Of open infrastructure & flood of openly licensed data - are they good enough?
As the battle for open access , or more accurately the route taken to open access rages on, I have become aware of the rise of a new type of "open" - the quest for "open infrastructure".
My understanding of it is very limited, but I first seriously took note of it when I saw people tweeting about the Joint Roadmap for Open Science Tools (JROST).
One of the reasons why open access is in such a mess is because we have given up the publishing infrastructure to commerical interests and it is now almost impossible to regain control of the system.
As we now start talking about Open Science, Research Commons and open tools are we heading down the same path? Commerical interests have already began to start acquiring and owning different parts of the research workflow and infrastructure.
As I understand it , part of the reason for this movement is to counter the migration of commerical interests in particular Elsevier who are making big moves into the research workflow. By owning multiple pieces of the workflow , they are able to create synergies that are hard to match.
Librarians are of course very familar with the Elsevier juggernaut - by acquiring and owning PURE/Bepress/SSRN/Mendeley/Scopus and much more, they have their hands in every part of the scientific production line and are posed to unify their offerings into a very compelling system for researchers, due to analytics and frictionless hand-offs. For a small taste of this, they are starting to force single sign-ons across different offerings.
Worse yet they might build barriers to make it difficult to inter-operate with tools not in the Elsevier stable of products or to export the data to other tools. For example, recently Mendeley 1.19 started encrypting the Mendeley library database, making it difficult to do a full export of data to Zotero.
In comparison, while there has been a rise in open science / open source tools like Dspace, Eprints, OSF, Zotero, OpenCitations etc often run by non-profits, such systems tend to be isolated and development is fragmented.
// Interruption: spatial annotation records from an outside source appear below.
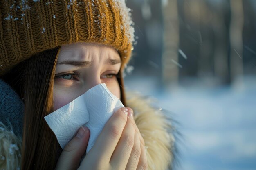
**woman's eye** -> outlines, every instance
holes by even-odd
[[[62,78],[65,80],[74,80],[75,74],[66,74],[55,76],[55,79]]]
[[[67,80],[72,80],[74,79],[72,74],[64,74],[60,76],[61,78],[65,79]]]

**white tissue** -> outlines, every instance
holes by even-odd
[[[88,153],[111,116],[123,107],[121,101],[111,94],[106,84],[100,84],[45,116],[45,119],[62,149],[81,126],[88,127],[90,130]]]

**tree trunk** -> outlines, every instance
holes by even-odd
[[[177,83],[179,43],[177,0],[162,0],[164,22],[162,78],[165,87]]]
[[[243,65],[243,28],[244,15],[242,0],[230,0],[230,74],[231,82],[242,76]]]

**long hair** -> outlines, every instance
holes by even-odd
[[[62,150],[44,117],[54,110],[53,85],[60,47],[40,52],[21,62],[3,78],[23,100],[22,170],[53,170]],[[121,71],[117,80],[126,105]]]
[[[54,111],[54,71],[60,47],[45,50],[4,77],[24,100],[22,170],[53,170],[60,148],[44,117]]]

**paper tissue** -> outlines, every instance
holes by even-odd
[[[123,107],[106,84],[100,84],[44,118],[62,149],[81,126],[88,127],[90,130],[88,153],[111,116]]]

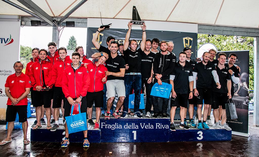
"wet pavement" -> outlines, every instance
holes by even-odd
[[[57,143],[34,142],[25,145],[22,130],[15,130],[12,141],[0,146],[0,157],[258,156],[259,128],[253,126],[253,120],[250,116],[249,137],[232,135],[230,141],[92,143],[88,149],[83,148],[82,142],[71,143],[64,148]],[[6,136],[5,128],[0,125],[1,140]],[[29,138],[30,136],[28,131]]]

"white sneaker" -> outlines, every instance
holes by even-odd
[[[146,114],[146,117],[151,117],[151,114],[150,114],[150,113],[149,112],[148,112],[147,113],[147,114]]]
[[[211,120],[210,119],[206,119],[206,123],[210,126],[212,126],[213,125],[213,124],[211,123]]]
[[[232,129],[230,128],[230,127],[228,126],[228,125],[227,124],[225,123],[223,125],[221,124],[219,125],[219,127],[221,128],[225,129],[227,130],[230,131]]]

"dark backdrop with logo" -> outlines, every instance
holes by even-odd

Can they compete against the slick, intergrated yet proprietary systems that Elsevier, Digital Science, Clarivate are bringing to the table?

Jeroen Bosman & Bianca Kramer's handy tool to filter down tools by properties - This picture shows tools which are open source and free to use across - Discovery, Analysis, Writing and
As such JROST can be understood as an attempt to counter this by bringing such organizations together "to come together, compare notes, and identify areas of cooperation and integration."
The hope is non-profit organizations have a "shared sense of mission and a willingness to collaborate openly between these teams that are often lacking in their for-profit counterparts. "
Open data and open infrastructures are becoming a serious competitor
When it comes to open source solutions leaving aside sustainability, the question on my mind is, can such open infrastructure and tools really compete with commerical offerings in terms of quality, particularly when some of the companies have the resources of Elsevier?
Take the example of discovery and citation indexes, can a free open index run by a non-profit really compete with Scopus, Web of Science or even the newer Dimensions?
Even two years ago, I would say no way. But now I'm not so sure.
If you have been reading my blog closely for the last 2 years, you will see me mention the treasure trove of open data released by Crossref, Unpaywall, ORCID etc.
OpenAIRE's DOIBoost project does the next logical move. Why not combine all this open data together?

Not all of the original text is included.